The other week, there was a schoolteacher who was buying houses for just under a hundred grand and then spending the same doing them up, and you have to wonder: where is the money coming from? Not his job, clearly. Equally, when you see twenty-somethings “starting their property portfolio”, eyebrows are raised, because clearly, the property market in Britain – where, in London and surrounding areas at least, houses and even flats are increasingly beyond the reach of anyone not making a lot more than the average wage – is dominated by trust funds, inheritance and moneyed parents indulging their brats. Like those teenage entrepreneurs that news providers love, who we are told ‘did it all themselves’ before the fine print reveals that daddy is a successful businessman who supplied the start-up funds unavailable to most, these spoiled brats are then feted on television shows like this for snapping up property that, even in its run-down state, is now beyond the finances of many.

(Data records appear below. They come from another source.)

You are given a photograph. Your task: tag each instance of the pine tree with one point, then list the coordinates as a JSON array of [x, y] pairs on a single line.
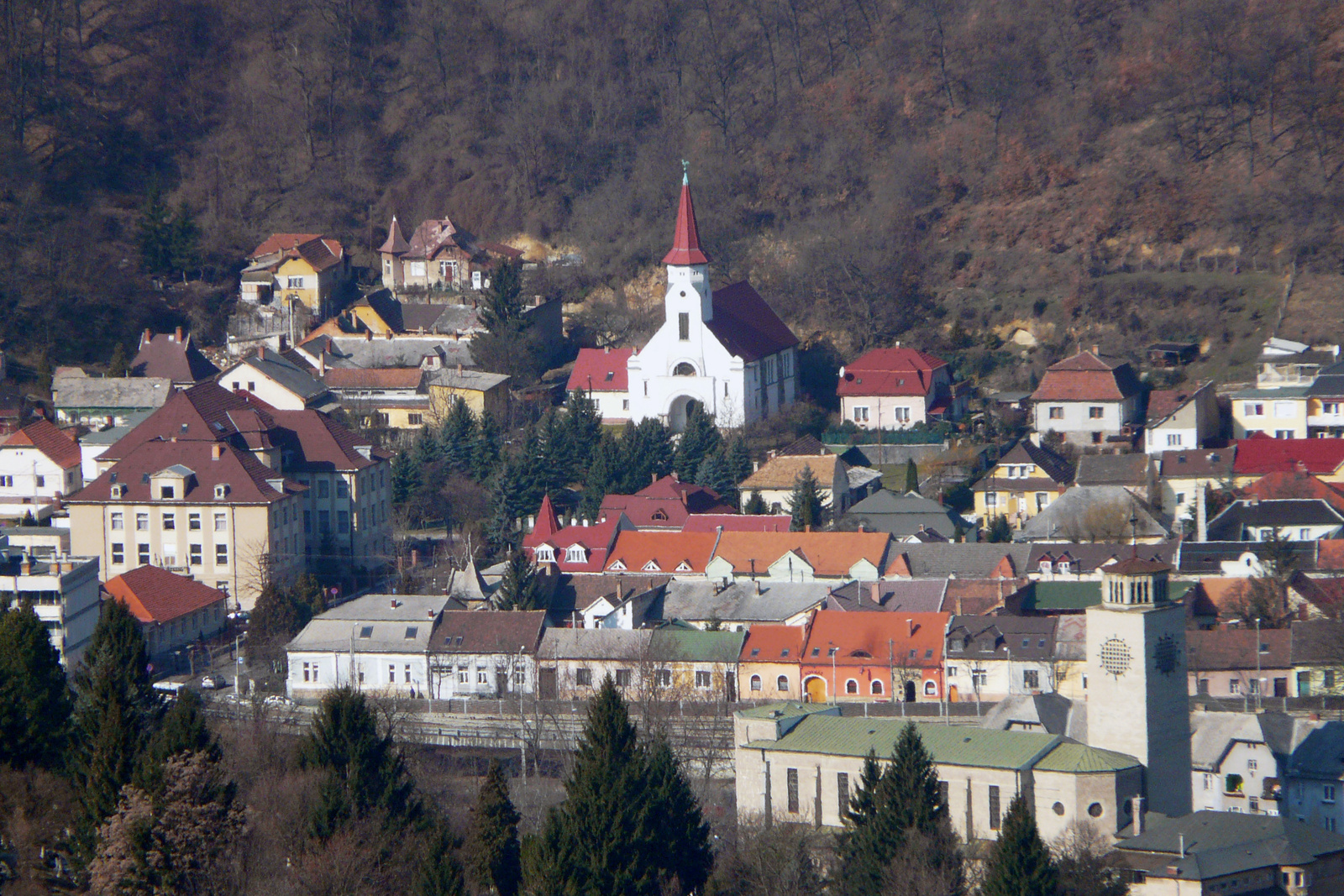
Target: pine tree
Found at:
[[494, 846], [806, 501], [114, 714], [365, 772], [1021, 864], [34, 696]]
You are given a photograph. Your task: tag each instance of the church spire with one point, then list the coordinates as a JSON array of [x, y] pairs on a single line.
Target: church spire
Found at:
[[685, 241]]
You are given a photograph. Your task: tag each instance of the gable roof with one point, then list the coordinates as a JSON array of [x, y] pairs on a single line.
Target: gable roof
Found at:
[[1088, 378], [746, 325], [601, 369], [47, 438], [172, 356], [156, 595], [889, 371]]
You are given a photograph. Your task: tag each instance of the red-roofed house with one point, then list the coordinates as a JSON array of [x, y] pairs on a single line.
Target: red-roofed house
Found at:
[[38, 465], [1088, 398], [601, 375], [172, 610], [895, 389], [725, 348], [1258, 456], [874, 656]]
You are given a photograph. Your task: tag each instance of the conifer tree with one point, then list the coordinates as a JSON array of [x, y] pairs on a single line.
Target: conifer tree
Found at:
[[494, 846], [1021, 864], [806, 501], [113, 716], [365, 772], [34, 696]]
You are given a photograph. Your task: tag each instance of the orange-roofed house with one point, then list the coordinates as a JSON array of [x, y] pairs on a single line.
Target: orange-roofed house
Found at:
[[1089, 399], [676, 553], [800, 557], [38, 466], [874, 656], [768, 668], [894, 389], [172, 610], [307, 269], [601, 375]]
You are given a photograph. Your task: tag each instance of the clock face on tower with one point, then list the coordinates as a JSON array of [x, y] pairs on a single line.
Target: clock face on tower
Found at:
[[1115, 656]]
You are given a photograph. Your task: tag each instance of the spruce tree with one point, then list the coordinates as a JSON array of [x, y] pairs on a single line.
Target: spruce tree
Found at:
[[806, 501], [1021, 864], [114, 714], [494, 846], [365, 772], [34, 696]]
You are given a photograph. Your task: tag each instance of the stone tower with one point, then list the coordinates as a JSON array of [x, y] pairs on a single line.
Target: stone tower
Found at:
[[1137, 699]]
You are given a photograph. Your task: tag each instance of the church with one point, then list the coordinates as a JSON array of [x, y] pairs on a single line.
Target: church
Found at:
[[725, 348]]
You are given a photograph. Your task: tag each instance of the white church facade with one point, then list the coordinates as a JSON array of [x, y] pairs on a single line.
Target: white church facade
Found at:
[[723, 348]]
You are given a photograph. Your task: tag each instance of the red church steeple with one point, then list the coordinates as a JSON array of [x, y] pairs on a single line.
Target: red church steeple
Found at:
[[685, 241]]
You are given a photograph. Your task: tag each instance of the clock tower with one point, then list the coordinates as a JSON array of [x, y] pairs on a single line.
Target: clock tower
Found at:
[[1137, 700]]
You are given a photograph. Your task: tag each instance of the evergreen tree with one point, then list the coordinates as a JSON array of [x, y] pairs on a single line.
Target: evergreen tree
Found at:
[[1021, 864], [118, 365], [519, 589], [806, 501], [365, 772], [494, 846], [699, 439], [34, 698], [113, 716], [438, 872]]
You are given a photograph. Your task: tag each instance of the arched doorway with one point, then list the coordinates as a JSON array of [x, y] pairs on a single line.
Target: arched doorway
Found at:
[[816, 689]]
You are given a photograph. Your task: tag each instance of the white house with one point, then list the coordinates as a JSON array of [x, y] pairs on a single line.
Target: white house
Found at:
[[723, 348], [38, 465]]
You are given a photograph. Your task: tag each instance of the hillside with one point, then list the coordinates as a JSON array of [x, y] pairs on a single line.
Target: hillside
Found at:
[[1100, 170]]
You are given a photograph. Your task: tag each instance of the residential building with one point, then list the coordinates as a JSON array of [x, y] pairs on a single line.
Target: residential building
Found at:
[[277, 382], [174, 610], [378, 644], [171, 356], [307, 269], [839, 484], [475, 653], [769, 663], [803, 762], [480, 390], [1089, 399], [39, 465], [105, 401], [874, 658], [601, 375], [894, 389], [725, 348], [1284, 519], [60, 589], [1021, 484], [1206, 853]]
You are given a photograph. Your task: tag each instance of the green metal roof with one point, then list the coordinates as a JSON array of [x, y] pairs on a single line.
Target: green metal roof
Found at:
[[1079, 759], [949, 745]]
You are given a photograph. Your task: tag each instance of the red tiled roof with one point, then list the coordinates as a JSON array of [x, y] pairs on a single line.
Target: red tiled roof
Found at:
[[773, 644], [669, 553], [1261, 456], [54, 445], [685, 238], [890, 371], [158, 595], [746, 325], [1088, 378], [601, 369]]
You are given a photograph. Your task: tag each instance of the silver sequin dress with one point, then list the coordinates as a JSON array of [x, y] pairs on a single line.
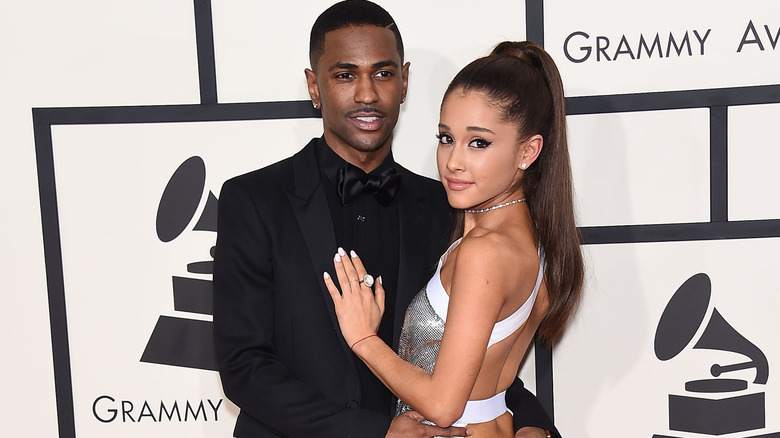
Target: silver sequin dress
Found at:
[[423, 330]]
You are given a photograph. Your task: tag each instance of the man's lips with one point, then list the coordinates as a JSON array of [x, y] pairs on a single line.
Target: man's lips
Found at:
[[458, 184], [367, 120]]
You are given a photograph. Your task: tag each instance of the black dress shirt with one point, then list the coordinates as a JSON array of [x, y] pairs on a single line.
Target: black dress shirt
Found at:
[[371, 230]]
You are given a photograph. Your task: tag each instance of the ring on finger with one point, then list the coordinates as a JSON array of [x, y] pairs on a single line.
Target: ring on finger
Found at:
[[368, 280]]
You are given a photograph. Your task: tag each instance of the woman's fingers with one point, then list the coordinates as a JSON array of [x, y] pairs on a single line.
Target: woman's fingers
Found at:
[[334, 292], [379, 295], [340, 261]]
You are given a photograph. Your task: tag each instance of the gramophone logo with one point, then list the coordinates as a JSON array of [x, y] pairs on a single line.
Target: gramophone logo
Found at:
[[182, 341], [713, 406]]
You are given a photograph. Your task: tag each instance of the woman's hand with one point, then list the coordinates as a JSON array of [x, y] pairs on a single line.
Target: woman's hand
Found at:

This is the sort of show that celebrates the sort of people who actually want to build another house in the small garden of the property they’ve bought; who cram as many flats as they can in a building; who are entirely driven by greed. As Gordon Gekko once said, “greed is good”, but only if you are doing something worthwhile. These landlords and slumlords (it’s great when the show has to excuse someone who has clearly done the bare minimum in the restoration of a dump) are the worst of the worst. For the BBC to be pumping this awful shit out to an audience of pensioners and unemployed shut-ins is little short of a calculated slap in the face.